One of the more interesting problems I ran into recently was the use of depend_on in Docker Compose files.

I was working on setting up Apache Airflow, and I noticed there was a Docker Compose file that would stand up Airflow and all of it’s dependencies. Everything looked good – save for these five lines at the top:

  depends_on:
    redis:
      condition: service_healthy
    postgres:
      condition: service_healthy

The first time seeing this, I was confused because the Docker Docs says that “Version 3 no longer supports the condition form of depends_on.”

![[Version 3 no longer supports the condition form of depends_on.png]]

I did the logical thing and made a PR for Airflow that would remove those lines. They weren’t doing anything, right?

Wrong.

As mik-laj points out, Docker Compose actually does support condition in the Version 3 form of a docker-compose.yml, the documentation is just wrong.

Testing it out, I found out that mik-laj was right. I wasn’t expecting them to be wrong, but I needed to confirm. This was a documentation problem on a tool that I use… daily. If I can use condition, it’ll help me make my compose files even better.
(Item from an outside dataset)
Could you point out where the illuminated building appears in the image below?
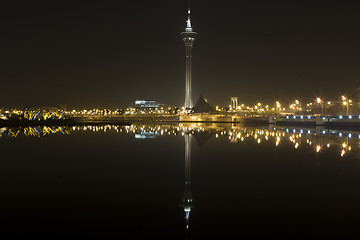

Well, if the documentation is wrong, I gotta fix it. PR was pushed to the docker.github.io repo, and was eventually approved and merged. I imagine it’ll be updated in the next couple of weeks on the side.


While the story itself is rather boring, it broght me an immense sense of satisfaction to not only find out that something that is documented is wrong, but be able to do something about it. I was able to put my fingers to the keyboard.